The upload is gated on the presence of both environment variables, so it is a no-op if they are not set — existing jobs that don't provide them will be unaffected.


Step 3 — Pass the HF Credentials via train_args

Pass your Hugging Face token and target repo as environment variables through train_args in your training script:

import scalarlm

scalarlm.api_url = "https://gemma3_4b_it.farbodopensource.org"

llm = scalarlm.SupermassiveIntelligence()

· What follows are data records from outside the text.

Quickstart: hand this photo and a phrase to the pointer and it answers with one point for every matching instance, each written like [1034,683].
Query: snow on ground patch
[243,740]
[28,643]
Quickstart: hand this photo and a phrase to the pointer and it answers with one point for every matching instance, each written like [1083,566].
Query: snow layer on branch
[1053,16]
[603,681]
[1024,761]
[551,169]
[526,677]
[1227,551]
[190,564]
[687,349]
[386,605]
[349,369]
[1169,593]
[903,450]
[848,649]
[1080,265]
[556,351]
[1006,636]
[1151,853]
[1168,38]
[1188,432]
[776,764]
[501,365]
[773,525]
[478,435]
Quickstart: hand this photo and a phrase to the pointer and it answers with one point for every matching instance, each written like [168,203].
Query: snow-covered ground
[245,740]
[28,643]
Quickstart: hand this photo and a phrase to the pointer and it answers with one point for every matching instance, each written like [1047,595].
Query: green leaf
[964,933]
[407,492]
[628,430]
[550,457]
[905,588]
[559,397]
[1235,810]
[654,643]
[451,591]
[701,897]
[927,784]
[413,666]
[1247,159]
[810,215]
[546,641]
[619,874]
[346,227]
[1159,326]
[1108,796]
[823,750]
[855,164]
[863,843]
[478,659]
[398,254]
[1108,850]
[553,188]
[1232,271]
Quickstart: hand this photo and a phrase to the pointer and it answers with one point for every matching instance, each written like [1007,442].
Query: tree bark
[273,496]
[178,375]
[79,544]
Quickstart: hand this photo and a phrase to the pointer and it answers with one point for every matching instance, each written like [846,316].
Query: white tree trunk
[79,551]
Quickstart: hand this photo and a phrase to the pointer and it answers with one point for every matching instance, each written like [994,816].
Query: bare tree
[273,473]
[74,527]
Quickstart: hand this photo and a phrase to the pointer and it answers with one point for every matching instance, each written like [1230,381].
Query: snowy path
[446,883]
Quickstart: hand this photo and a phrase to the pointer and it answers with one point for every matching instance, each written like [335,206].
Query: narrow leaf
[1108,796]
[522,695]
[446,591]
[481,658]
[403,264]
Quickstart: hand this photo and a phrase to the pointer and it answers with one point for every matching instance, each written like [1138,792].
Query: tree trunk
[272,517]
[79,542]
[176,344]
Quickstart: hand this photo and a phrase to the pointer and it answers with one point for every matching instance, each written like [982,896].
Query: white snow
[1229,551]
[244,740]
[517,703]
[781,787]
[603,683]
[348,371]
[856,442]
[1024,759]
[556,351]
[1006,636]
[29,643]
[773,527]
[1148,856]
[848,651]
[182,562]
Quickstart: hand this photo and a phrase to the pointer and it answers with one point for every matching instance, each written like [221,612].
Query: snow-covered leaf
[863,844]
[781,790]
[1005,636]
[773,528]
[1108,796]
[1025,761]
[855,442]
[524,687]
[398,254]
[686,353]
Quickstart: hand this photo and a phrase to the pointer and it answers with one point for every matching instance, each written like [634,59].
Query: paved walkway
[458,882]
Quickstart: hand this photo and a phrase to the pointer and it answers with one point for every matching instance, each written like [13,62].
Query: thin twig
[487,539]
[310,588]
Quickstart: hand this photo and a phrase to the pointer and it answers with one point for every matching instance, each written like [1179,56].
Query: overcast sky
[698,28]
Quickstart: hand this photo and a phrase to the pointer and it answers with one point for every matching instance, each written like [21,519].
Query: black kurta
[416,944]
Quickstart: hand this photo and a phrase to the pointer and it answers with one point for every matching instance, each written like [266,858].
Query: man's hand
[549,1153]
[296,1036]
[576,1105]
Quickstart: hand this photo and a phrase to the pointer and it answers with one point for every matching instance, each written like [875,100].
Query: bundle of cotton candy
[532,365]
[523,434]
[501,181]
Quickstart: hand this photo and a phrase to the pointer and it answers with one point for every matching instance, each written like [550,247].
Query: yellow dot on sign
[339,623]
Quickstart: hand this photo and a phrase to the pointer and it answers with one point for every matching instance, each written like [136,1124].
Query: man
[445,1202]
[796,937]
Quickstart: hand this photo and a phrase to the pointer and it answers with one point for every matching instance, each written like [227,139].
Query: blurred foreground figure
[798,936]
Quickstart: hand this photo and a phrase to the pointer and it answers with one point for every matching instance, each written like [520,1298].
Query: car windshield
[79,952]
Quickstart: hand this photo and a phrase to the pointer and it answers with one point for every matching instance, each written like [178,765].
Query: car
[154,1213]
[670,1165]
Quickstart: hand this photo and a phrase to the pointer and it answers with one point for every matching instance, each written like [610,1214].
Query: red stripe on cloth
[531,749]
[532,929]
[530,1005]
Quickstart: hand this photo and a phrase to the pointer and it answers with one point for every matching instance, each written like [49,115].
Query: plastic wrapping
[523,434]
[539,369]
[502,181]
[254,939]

dataset = [...]  # your training data

status = llm.train(
    dataset,
    train_args={
        "max_steps": 200,
        "learning_rate": 3e-3,
        "gpus": 2,
        "env": {
            "HF_TOKEN":    "hf_your_write_token_here",
            "HF_REPO_ID":  "your-username/my-fine-tuned-gemma",
        },
    },
)

print(status)

Step 4 — Monitor and Verify

Once the job completes, check the training logs to confirm the upload succeeded:

kubectl -n gemma3-4b-it logs -f <pod-name>
# Look for: "Checkpoint pushed to https://huggingface.co/your-username/my-fine-tuned-gemma"

Then visit your repository on Hugging Face to confirm the checkpoint file is present.


Uploading a Full Model (Weights + Tokenizer)

The snippet above uploads the raw .pt checkpoint file. If you want to push a fully HuggingFace-compatible model (so it can be loaded with AutoModelForCausalLM.from_pretrained), load the checkpoint back into the model and use push_to_hub instead:

from transformers import AutoModelForCausalLM, AutoTokenizer

base_model_name = config.model_name   # e.g. "google/gemma-3-4b-it"
model = AutoModelForCausalLM.from_pretrained(base_model_name)
model.load_state_dict(torch.load(checkpoint_path))

model.push_to_hub(hf_repo, token=hf_token)
AutoTokenizer.from_pretrained(base_model_name).push_to_hub(hf_repo, token=hf_token)

This produces a repository that can be loaded directly with the HuggingFace transformers library or deployed via another ScalarLM instance.


Security Note

Never hard-code your HF_TOKEN in a file committed to version control. Use an environment variable, a secrets manager, or pass it at runtime as shown above. Hugging Face tokens can be scoped to write-only access for a specific repo to limit exposure.